Using Google Analytics To Identify Problems & Opportunities On Your Website

by David Whitehouse
Bronco - Digital Marketing Agency
See Dave Speak SMX London

I was getting to grips with another aspect of Google Analytics today, I was actually trying to see if you could profile customers based on their visitor data – I’ve not quite worked this out yet, but I did find some very useful insights which I wanted to share.

First up I was checking out the biggest client that I manage, I decided I wanted to get to grips of what their visitors are like, so I started by segmenting by location, whilst I was doing this I found the perfect tool for identifying significant differences in data, the comparison graph:

As you can see from above, visitors from the UK are more likely to convert. This wasn’t that useful really though, as I expected this to be the case, since they are UK retailer! So I decided to drill down to the city level…

Most Search Marketers will know that the location is unlikely to be 100% accurate – in fact, far from it. It appears as though Google is recognising two London’s, my theory is that one is actually visitors from London, and the other is more likely to be visitors from anywhere in England with an ISP in London – although I could well be wrong, for purposes of accuracy we’ll have to discount visitors in this instance. So the biggest opportunity we can see is that those from Edinburgh are 30% more likely to convert than average! This could be a good indication that the retailer opens an actual retail outlet in Edinburgh as demand there appears higher for their products.

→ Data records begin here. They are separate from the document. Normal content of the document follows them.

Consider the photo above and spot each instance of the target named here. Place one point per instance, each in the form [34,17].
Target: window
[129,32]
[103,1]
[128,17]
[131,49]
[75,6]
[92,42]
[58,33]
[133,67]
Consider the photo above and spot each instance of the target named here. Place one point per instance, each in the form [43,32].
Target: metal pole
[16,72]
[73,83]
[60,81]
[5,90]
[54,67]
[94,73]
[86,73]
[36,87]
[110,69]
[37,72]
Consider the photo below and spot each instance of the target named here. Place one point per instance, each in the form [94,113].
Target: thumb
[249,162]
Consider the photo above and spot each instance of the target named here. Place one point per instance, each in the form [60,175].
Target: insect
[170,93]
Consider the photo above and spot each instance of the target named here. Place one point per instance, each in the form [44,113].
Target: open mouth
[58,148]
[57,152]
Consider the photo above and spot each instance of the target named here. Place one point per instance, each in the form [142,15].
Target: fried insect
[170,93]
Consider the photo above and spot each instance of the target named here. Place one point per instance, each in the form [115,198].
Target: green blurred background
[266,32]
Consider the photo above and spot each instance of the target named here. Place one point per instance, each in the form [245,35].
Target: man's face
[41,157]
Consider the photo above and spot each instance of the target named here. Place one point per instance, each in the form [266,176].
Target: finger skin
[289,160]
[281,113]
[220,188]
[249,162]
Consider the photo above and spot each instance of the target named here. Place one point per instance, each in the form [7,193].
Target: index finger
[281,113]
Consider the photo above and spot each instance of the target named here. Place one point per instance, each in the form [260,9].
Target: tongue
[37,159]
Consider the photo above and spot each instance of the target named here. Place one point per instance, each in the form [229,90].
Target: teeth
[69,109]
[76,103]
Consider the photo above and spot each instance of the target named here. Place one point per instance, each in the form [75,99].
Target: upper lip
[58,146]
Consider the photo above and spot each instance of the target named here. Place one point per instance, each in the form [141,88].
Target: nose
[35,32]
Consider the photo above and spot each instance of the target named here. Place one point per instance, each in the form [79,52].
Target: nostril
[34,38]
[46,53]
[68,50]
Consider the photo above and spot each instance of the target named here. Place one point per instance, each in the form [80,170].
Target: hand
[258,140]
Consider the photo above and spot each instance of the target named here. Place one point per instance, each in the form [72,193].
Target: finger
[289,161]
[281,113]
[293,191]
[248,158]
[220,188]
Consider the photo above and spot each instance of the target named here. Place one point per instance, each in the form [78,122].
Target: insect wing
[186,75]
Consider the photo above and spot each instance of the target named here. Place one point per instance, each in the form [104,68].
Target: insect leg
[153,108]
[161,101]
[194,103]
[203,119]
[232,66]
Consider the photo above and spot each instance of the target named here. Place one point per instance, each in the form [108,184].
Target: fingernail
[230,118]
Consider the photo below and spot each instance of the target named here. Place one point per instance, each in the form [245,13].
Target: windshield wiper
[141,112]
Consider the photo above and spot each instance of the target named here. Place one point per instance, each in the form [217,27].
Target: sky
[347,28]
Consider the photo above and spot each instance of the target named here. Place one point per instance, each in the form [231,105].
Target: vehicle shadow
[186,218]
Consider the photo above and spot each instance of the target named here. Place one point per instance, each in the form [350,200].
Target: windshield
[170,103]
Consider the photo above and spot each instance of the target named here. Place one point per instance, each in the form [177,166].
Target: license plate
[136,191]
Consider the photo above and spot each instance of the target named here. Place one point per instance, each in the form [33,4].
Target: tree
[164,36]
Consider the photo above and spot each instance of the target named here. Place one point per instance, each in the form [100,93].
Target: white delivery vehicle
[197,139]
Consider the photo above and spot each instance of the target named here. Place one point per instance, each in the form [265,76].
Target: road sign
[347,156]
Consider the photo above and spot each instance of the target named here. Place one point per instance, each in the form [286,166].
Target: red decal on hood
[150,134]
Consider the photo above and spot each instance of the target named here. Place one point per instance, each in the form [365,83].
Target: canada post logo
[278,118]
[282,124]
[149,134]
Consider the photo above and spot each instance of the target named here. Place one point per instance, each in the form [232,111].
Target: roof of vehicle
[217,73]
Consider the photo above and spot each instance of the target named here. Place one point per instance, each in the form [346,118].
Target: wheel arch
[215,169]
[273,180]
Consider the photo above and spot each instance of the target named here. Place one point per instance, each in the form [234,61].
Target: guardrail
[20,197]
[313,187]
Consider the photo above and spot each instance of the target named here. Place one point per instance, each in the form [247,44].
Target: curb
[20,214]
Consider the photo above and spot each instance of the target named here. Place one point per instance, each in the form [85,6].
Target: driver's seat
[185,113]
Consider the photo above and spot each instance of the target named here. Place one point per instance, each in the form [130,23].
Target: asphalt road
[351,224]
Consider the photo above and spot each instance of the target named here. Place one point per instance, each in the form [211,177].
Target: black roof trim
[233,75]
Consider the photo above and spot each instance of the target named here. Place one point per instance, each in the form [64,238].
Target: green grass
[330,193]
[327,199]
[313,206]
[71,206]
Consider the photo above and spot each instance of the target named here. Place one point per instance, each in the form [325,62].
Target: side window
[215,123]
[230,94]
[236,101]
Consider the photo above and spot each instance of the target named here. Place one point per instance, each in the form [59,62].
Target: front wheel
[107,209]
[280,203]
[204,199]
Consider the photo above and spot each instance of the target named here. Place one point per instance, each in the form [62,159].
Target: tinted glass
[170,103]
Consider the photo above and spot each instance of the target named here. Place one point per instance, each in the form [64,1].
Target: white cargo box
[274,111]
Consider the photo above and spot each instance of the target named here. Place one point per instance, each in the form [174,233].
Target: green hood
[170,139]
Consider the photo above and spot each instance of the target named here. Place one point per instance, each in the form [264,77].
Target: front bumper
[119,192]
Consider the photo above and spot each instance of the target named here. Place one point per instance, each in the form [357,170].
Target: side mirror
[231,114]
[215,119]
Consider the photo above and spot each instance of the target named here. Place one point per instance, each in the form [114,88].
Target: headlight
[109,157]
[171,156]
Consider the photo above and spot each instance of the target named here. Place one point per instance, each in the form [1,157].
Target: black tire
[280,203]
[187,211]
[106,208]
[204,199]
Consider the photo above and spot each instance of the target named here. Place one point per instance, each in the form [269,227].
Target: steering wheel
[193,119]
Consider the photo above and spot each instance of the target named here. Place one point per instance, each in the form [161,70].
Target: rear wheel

Ok, so I had something interesting, but knowing which city they are from isn’t that useful at the moment, so I decided to look at operating system to see what kind of performance the iPad was getting on this website:

This brought some very interesting and useful stats, first up, Macintosh users are converting 25% better than the average site user, useful to know. Then I look at the iPad, not great, it obviously doesn’t have an iPad specific design, but since traffic from iPad users is less than 1%, this isn’t a big deal. Then you notice the iPhone, ok so iPhone is giving only 1% of traffic, but its conversion rate is significantly below the average – perhaps this means a mobile version of the site is worth creating?

So this got me thinking, perhaps I should check out other clients and see if Macintosh users generally convert better – this didn’t really give any correlation, I imagine because of all the different browsers, so I checked them out by browser type:

It looks like Safari, Chrome and IE are performing well, FireFox is underperforming a little, so I drilled down further to see what versions might be causing problems:

Now I’ll admit, I’m certainly no expert when it comes to design & usability, but I’d probably check out the site in version 3.6.8 and 3.6.6 to see if there is any problem. Next I decided to take a look at the connection speed:

Most of this looked fine, as you would expect dialup doesn’t convert as well – so perhaps the site needs speeding up a bit. But then I noticed that OC3 connections were 56% less likely to convert, why was this? I didn’t know what OC3, but James told me it was fibre optics, so we segmented it again by location – all in the UK, so then we change it to service provider and got this:

At this point we both sighed in aknowledgement. AOL. That explained a lot! (For those of you that aren’t familiar with AOL, they were marketed towards those who are unfamiliar with computers). So it seemed from this that we could conclude that those that are less able at using computers are less likely to buy – this may be because they aren’t comfortable ordering on the Internet or perhaps they are having difficulty using the website – certainly an area worth looking into.

Anyways, try going through your reports with the comparison graph, its a great way to begin to understand your visitors and you may find a useful opportunity such as an uncatered for market or a problems with a particular browser.

Combining Segments
Once you’ve done that you can combine segments – I’ve not quite worked out the best way to do this yet, but I’m working on it. I’ve created what I call a “Web Rookie” – this is basically a visitor running Windows 7 with Internet Explorer 8 (basically the default package you get when you buy a PC). This isn’t a great example of a segment or “persona” and I think once I get better at this I can develop better ones. This persona gets an average conversion rate of 0.51% compared to the site average of 0.47% – which means they are 8.5% more likely to convert:

If anyone has a lot of experience of creating persona’s from Analytics, I’d be very interested to hear your comments/opinions, I’m particularly interested in how people do it without making assumptions about their data (e.g. persona’s are data driven).